Thanks a lot for the explanations, Daniel.
Comments about specific items inline.
On Wed, Mar 07, 2012 at 02:18:28PM +0000, Daniel P. Berrange wrote:
> I have two main points I would like to understand/discuss:
>
> 1) The relationship between libvirt's cpu_map.xml and the Qemu CPU model
> definitions.
We have several areas of code in which we use CPU definitions
- Reporting the host CPU definition (virsh capabilities)
- Calculating host CPU compatibility / baseline definitions
- Checking guest / host CPU compatibility
- Configuring the guest CPU definition
libvirt targets multiple platforms, and our CPU handling code is designed
to be common & sharable across all the libvirt drivers, VMWare, Xen, KVM,
LXC, etc. Obviously for container based virt, only the host side of things
is relevant.
The libvirt CPU XML definition consists of
- Model name
- Vendor name
- zero or more feature flags added/removed.

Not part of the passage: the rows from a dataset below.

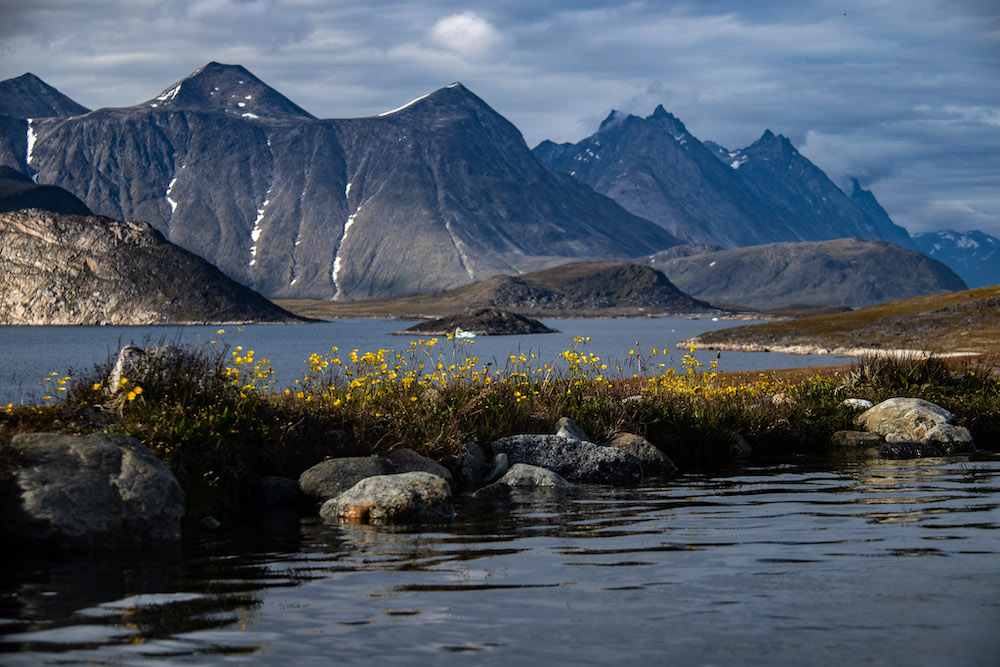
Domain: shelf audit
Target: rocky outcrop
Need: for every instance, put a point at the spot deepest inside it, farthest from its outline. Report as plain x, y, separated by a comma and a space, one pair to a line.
332, 477
100, 492
405, 498
480, 322
842, 272
524, 475
654, 462
71, 269
436, 194
572, 459
17, 192
913, 427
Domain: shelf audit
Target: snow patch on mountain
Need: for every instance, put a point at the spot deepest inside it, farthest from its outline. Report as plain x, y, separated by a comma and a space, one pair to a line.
338, 255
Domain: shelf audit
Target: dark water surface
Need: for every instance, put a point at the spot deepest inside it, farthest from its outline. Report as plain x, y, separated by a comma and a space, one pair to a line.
28, 354
841, 563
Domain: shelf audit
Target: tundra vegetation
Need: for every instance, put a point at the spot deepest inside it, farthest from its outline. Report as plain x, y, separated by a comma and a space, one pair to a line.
214, 415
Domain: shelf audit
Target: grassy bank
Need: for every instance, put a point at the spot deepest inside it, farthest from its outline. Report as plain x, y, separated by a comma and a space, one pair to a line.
216, 418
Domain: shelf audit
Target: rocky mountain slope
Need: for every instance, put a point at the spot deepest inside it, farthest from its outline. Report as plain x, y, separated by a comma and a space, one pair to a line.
704, 193
439, 193
973, 255
18, 192
71, 269
578, 289
958, 322
842, 272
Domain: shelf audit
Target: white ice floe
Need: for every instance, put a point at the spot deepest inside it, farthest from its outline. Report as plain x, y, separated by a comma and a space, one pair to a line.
170, 94
389, 113
255, 232
173, 204
31, 147
338, 255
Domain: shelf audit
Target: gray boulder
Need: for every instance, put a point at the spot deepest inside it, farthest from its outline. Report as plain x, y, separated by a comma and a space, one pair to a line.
914, 420
332, 477
856, 439
572, 459
407, 460
406, 498
567, 428
497, 469
100, 492
523, 475
906, 418
654, 462
471, 466
137, 364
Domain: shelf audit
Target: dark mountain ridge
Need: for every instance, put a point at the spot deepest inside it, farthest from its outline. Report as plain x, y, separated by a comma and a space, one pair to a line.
704, 193
436, 194
840, 272
71, 269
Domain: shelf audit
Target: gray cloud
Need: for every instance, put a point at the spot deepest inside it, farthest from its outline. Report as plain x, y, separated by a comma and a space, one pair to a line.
901, 93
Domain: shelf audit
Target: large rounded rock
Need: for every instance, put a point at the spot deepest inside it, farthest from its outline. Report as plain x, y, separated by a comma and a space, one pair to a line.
905, 418
406, 498
524, 475
100, 492
914, 420
572, 459
332, 477
407, 460
654, 462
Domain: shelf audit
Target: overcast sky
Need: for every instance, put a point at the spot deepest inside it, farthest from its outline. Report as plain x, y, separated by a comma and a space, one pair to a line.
903, 94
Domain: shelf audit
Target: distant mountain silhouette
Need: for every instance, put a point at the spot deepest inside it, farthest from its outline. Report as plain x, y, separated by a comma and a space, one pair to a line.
439, 193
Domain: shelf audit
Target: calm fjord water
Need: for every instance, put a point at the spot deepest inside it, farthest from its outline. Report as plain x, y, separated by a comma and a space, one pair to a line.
29, 354
887, 563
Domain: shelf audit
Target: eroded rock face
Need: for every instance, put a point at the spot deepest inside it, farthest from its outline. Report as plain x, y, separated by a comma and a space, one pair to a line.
524, 475
76, 269
99, 492
572, 459
914, 428
405, 498
332, 477
906, 418
654, 462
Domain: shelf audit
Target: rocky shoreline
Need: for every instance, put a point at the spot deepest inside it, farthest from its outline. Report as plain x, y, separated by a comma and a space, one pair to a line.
804, 348
105, 492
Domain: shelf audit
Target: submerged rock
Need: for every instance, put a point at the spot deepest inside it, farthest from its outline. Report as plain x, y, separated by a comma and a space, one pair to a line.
567, 428
405, 498
407, 460
572, 459
521, 475
906, 422
654, 462
332, 477
101, 492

A model name is basically just an alias for a bunch of feature flags,
so that the CPU XML definitions are a) reasonably short b) have
some sensible default baselines.
The cpu_map.xml is the database of the CPU models that libvirt
supports. We use this database to transform the CPU definition
from the guest XML, into the hypervisor's own format.
Understood. Makes sense.
As luck would have it, the cpu_map.xml file contents match what
QEMU has. This need not be the case though. If there is a model
in the libvirt cpu_map.xml that QEMU doesn't know, we'll just
pick the nearest matching QEMU cpu model & specify the fature
flags to compensate.
Awesome. So, if Qemu and libvirt disagrees, libvirt will know that and
add the necessary flags? That was my main worry. If disagreement between
Qemu and libvirt is not a problem, it would make things much easier.
...but:
Is that really implemented? I simply don't see libvirt doing that. I see
code that calls "-cpu ?" to list the available CPU models, but no code
calling "-cpu ?dump", or parsing the Qemu CPU definition config file. I
even removed some random flags from the Nehalem model on my machine
(running Fedora 16), and no additional flags were added.
We could go one step further and just write
out a cpu.conf file that we load in QEMU with -loadconfig.

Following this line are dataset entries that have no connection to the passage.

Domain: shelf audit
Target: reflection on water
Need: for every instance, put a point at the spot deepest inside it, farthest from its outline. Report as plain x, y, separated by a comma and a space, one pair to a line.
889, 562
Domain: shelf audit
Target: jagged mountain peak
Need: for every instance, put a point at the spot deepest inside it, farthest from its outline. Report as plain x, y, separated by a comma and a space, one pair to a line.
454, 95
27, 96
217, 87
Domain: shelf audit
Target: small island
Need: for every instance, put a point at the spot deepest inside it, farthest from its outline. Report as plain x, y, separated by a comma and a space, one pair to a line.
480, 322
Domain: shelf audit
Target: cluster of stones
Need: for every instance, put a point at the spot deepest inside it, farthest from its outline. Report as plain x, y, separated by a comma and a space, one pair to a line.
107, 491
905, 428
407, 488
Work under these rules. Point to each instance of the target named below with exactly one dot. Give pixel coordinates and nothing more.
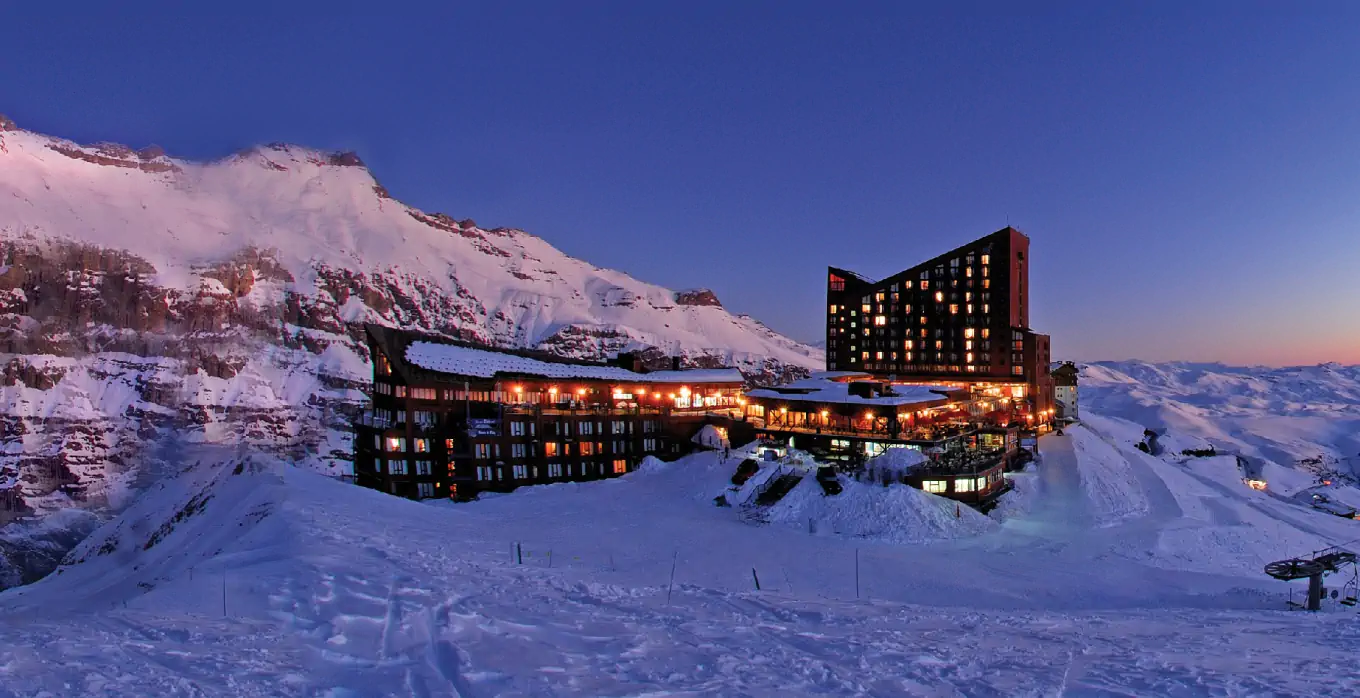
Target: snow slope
(144, 297)
(1306, 417)
(244, 576)
(317, 212)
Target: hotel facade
(456, 419)
(939, 358)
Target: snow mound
(895, 513)
(710, 437)
(894, 463)
(653, 464)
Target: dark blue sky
(1189, 174)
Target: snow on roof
(488, 363)
(831, 376)
(822, 391)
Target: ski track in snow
(346, 592)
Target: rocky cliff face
(144, 297)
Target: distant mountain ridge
(142, 295)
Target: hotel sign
(483, 427)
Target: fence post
(856, 573)
(672, 585)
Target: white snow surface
(312, 214)
(245, 576)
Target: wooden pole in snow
(672, 585)
(856, 573)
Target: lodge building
(454, 419)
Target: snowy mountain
(1302, 417)
(142, 294)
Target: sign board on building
(483, 427)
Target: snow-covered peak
(313, 214)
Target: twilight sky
(1189, 176)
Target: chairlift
(1351, 588)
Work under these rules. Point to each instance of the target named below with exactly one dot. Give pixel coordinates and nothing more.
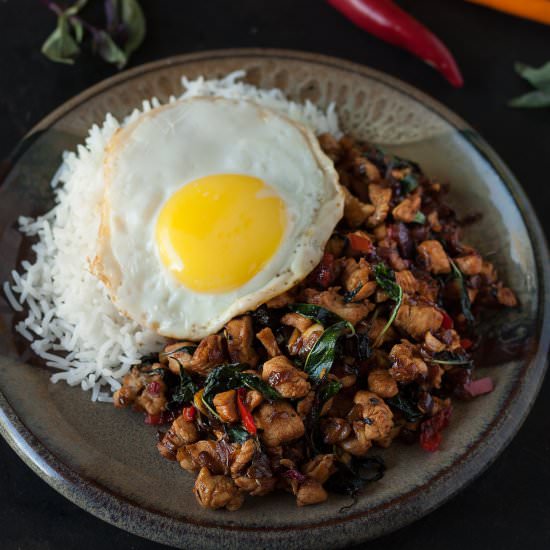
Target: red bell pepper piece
(387, 21)
(246, 416)
(189, 413)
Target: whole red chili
(246, 416)
(189, 413)
(387, 21)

Sounds good. Anyway, I want to make everything configurable on the
cpudef config file configurable on the command-line too, so both options
(command-line or config file) would work.
On Xen we would use the cpu_map.xml to generate the CPUID
masks that Xen expects. Similarly for VMWare.

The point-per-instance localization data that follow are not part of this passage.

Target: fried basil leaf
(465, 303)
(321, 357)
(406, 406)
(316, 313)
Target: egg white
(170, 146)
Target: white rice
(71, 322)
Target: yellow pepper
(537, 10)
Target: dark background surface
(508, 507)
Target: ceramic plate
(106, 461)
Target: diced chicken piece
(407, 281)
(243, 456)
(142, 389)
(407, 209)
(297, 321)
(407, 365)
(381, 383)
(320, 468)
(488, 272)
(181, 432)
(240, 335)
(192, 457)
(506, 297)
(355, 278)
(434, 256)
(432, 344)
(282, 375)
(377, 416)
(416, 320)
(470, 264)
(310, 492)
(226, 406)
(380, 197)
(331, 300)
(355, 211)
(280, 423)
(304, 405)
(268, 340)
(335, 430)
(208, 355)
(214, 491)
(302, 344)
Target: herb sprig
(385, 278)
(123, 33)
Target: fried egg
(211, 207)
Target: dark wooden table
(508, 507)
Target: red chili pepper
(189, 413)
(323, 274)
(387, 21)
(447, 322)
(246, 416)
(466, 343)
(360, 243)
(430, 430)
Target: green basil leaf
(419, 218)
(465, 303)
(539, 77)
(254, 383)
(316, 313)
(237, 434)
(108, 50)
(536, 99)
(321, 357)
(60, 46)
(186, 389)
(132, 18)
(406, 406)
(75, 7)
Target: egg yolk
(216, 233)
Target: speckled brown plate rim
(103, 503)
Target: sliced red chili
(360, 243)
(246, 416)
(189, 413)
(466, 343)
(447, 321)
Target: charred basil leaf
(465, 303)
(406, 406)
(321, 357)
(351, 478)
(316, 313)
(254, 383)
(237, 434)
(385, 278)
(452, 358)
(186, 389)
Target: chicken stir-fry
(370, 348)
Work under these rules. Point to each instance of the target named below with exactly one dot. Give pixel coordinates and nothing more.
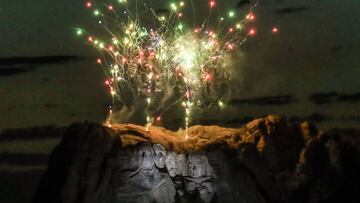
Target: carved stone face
(126, 160)
(171, 164)
(160, 155)
(146, 157)
(197, 166)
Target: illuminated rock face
(265, 161)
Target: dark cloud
(19, 65)
(44, 132)
(4, 72)
(267, 101)
(336, 49)
(23, 159)
(349, 97)
(291, 10)
(50, 106)
(332, 97)
(243, 3)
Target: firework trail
(168, 56)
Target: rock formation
(267, 160)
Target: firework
(164, 57)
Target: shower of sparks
(156, 54)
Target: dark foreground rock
(267, 160)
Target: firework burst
(165, 55)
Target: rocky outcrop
(267, 160)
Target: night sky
(309, 71)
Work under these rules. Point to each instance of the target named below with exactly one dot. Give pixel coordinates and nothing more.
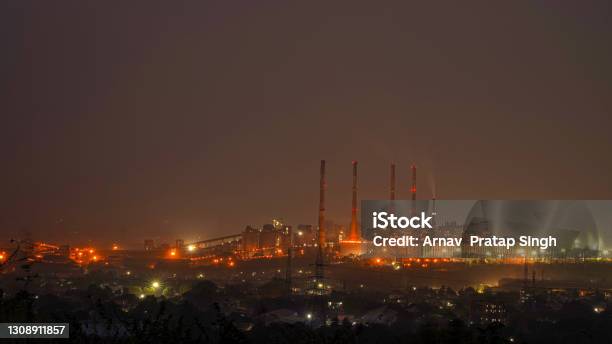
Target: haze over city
(196, 120)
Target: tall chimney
(392, 183)
(319, 274)
(322, 186)
(354, 231)
(413, 188)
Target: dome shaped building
(569, 222)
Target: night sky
(163, 119)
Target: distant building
(250, 239)
(304, 236)
(149, 245)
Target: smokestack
(392, 183)
(354, 231)
(413, 188)
(322, 186)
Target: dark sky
(168, 119)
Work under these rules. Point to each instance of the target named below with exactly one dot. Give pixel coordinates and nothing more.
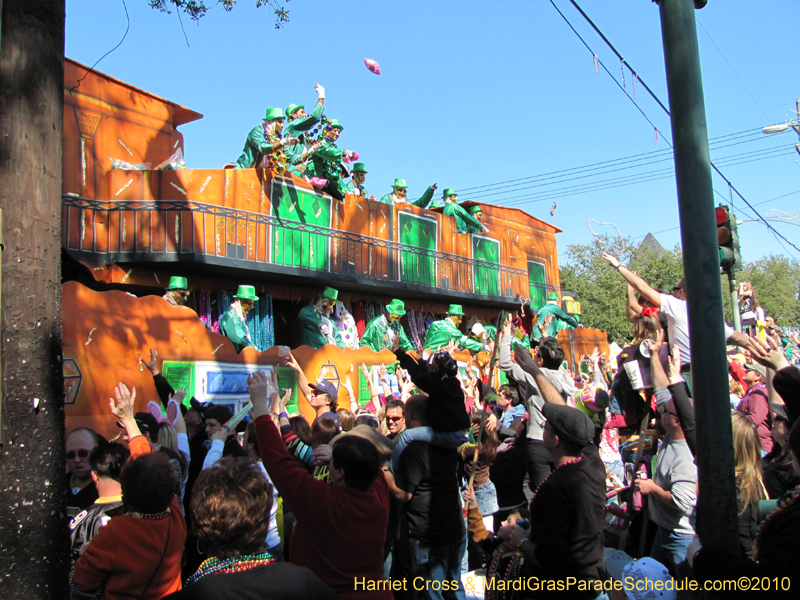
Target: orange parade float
(128, 226)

> 2) How we could properly allow CPU models to be changed without breaking
> existing virtual machines?
What is the scope of changes expected to CPU models ?
We already have at least four cases, affecting different fields of the
CPU definitions:
A) Adding/removing flags. Exampes:
- When the current set of flags is simply incorrect. See commit df07ec56
on qemu.git, where lots of flags that weren't supposed to be set
were removed from some models.
- When a new feature is now supported by Qemu+KVM and it's present
on real-world CPUs, but our CPU definitions don't have the feature
yet. e.g. x2apic, that is present on real-world Westmere CPUs but
disabled on Qemu Westmere CPU definition.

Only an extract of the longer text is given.